For Broncos’ assistant Ejiro Evero, executive Kelly Kleine, face time with NFL owners a valuable experience

If Broncos defensive coordinator Ejiro Evero becomes a head coach or executive director of football operations Kelly Kleine becomes the NFL’s first female general manager, they may point to this past week’s inaugural Coach and Front Office Accelerator as an important launching point.

Held over two days at the league’s spring meeting in Atlanta, more than 60 diverse head coach and general manager candidates attended development sessions, listened to speakers and, most notably, met with team owners.

The goal: Develop a more diverse hiring pipeline. This year, the NFL has five minority head coaches and general managers apiece.

“The league is trying to make a change and it was a really great event,” Kleine said in a phone interview with The Post. “It was really, really good for all of us (participants) to meet each other, too.

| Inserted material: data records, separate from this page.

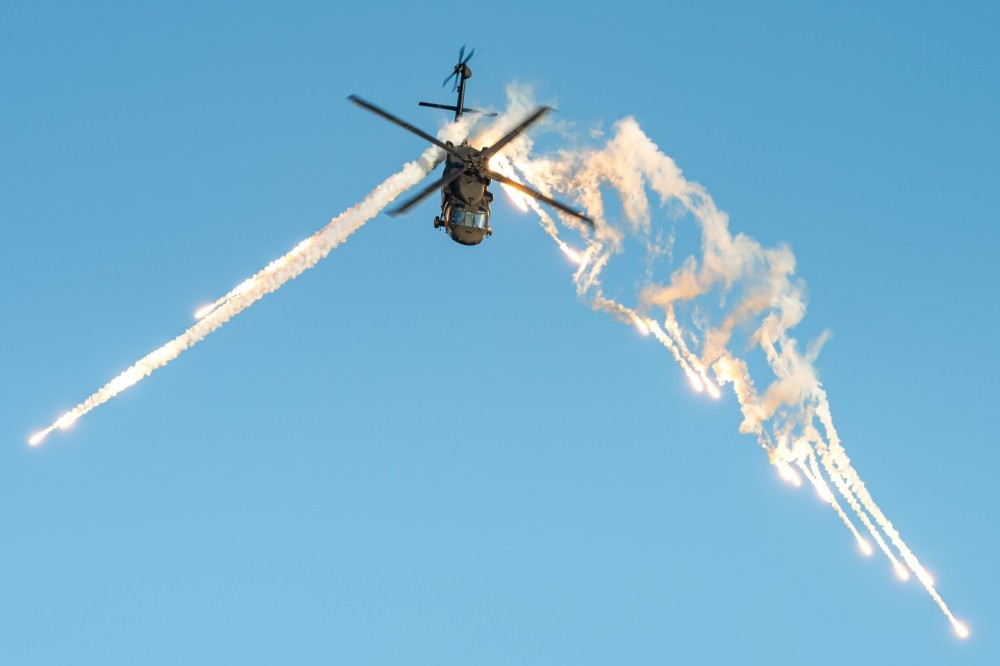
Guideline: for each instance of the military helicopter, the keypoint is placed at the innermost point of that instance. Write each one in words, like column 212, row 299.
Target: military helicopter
column 465, row 194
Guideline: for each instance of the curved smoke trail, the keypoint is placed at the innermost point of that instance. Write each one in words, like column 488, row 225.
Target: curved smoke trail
column 733, row 283
column 301, row 258
column 729, row 284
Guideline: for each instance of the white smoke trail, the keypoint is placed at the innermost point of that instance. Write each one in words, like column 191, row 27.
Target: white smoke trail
column 732, row 284
column 301, row 258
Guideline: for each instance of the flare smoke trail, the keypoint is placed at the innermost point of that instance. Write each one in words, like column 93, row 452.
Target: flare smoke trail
column 301, row 258
column 733, row 283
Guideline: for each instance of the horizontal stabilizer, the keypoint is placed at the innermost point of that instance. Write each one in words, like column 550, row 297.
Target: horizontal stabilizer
column 455, row 108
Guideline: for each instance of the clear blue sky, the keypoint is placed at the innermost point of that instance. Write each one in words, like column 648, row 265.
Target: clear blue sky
column 335, row 477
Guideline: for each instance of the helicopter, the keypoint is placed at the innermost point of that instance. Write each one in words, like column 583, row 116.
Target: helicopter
column 465, row 193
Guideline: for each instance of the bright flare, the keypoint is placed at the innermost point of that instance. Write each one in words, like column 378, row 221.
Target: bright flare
column 304, row 256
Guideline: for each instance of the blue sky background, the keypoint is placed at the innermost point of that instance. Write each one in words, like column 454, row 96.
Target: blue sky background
column 424, row 453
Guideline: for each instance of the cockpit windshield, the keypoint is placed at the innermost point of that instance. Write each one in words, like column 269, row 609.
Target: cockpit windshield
column 465, row 218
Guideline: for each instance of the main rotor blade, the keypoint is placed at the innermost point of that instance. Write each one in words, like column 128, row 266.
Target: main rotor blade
column 405, row 125
column 517, row 131
column 538, row 195
column 403, row 208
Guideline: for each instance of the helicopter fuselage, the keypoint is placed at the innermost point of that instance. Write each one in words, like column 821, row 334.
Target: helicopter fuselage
column 465, row 201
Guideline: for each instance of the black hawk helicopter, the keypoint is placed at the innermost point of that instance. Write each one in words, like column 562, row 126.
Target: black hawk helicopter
column 465, row 194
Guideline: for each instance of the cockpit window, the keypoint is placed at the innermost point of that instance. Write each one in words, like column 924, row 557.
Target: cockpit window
column 464, row 218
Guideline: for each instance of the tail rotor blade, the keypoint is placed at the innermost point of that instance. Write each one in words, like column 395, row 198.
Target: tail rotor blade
column 405, row 125
column 517, row 131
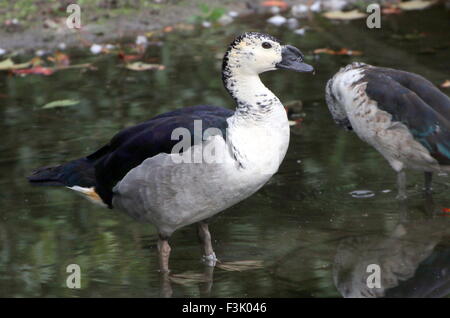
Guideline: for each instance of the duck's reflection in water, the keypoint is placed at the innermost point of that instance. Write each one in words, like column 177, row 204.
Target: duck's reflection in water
column 413, row 260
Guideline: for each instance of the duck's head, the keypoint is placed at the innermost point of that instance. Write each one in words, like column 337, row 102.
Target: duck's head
column 253, row 53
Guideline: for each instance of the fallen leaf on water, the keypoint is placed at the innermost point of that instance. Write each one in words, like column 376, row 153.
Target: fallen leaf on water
column 34, row 70
column 342, row 51
column 344, row 15
column 8, row 64
column 168, row 29
column 274, row 3
column 140, row 66
column 446, row 84
column 60, row 103
column 60, row 59
column 127, row 58
column 415, row 5
column 391, row 10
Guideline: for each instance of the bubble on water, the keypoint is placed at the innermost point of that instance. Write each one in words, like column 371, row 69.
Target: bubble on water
column 362, row 194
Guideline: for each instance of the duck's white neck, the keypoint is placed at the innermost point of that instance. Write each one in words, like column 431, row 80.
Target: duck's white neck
column 254, row 101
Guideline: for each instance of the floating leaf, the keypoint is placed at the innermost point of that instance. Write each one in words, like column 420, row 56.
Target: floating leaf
column 8, row 64
column 342, row 51
column 391, row 10
column 415, row 5
column 280, row 4
column 60, row 103
column 127, row 58
column 60, row 59
column 140, row 66
column 446, row 84
column 344, row 15
column 35, row 70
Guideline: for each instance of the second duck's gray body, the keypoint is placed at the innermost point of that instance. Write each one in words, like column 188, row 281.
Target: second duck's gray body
column 352, row 107
column 171, row 195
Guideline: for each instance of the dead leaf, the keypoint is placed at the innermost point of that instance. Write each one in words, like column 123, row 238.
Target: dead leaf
column 8, row 64
column 342, row 51
column 60, row 59
column 127, row 58
column 344, row 15
column 61, row 103
column 391, row 10
column 415, row 5
column 34, row 70
column 446, row 84
column 274, row 3
column 140, row 66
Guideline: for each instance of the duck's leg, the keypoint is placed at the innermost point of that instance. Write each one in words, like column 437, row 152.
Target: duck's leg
column 428, row 180
column 209, row 257
column 401, row 184
column 163, row 253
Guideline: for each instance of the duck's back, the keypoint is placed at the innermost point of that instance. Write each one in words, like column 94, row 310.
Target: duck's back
column 394, row 110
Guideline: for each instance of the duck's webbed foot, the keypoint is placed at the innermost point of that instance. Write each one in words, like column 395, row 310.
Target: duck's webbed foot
column 209, row 257
column 401, row 184
column 428, row 180
column 163, row 253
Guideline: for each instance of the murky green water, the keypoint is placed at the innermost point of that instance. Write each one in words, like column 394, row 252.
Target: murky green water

You got to meet the owners and know them personally, but it was huge for potential head coaches and GMs just to get to know each other because these are the people hopefully getting hired eventually and boom, you have connections. ”

Among the main speakers were owners Jerry Jones (Dallas), Robert Kraft (New England), Clark Hunt (Kansas City) and Art Rooney II (Pittsburgh), Indianapolis coach Frank Reich, Atlanta president / CEO Rich McKay and from outside the NFL, Marvin Ellison, the chairman, president and CEO of Lowe’s.

Breakout sessions included meetings with the league’s Management Council (salary cap) and the Diversity Advisory Committee and workshop-type discussions on how to handle hypothetical situations. All the while, participants could introduce themselves to owners and vice versa.

“I really think it’s a win-win because I think everybody is going to get better from this,” Commissioner Roger Goodell said on the NFL Network.

‘Very eye-opening’

Evero, 41, has worked in the NFL every year except one since 2007, rising from quality control coach with Tampa Bay, San Francisco and Green Bay to safeties coach with the Los Angeles Rams and now coordinator with the Broncos.

Evero was one of 14 coordinators (offense, defense and special teams) in Atlanta.

“In your mind as a football coach, you get caught up in the scheme and X’s and O’s and player evaluations and things of that nature,” he said in a phone interview. “(The seminar) was a good awakening in terms of, if you want to take that next step and be in a leadership position of a head coach or GM, how many other things ownership is looking at on the business side, fan engagement, dealing with the media. It was very eye-opening. ”

Evero attended the seminar Monday and said the emphasis was on specific situations.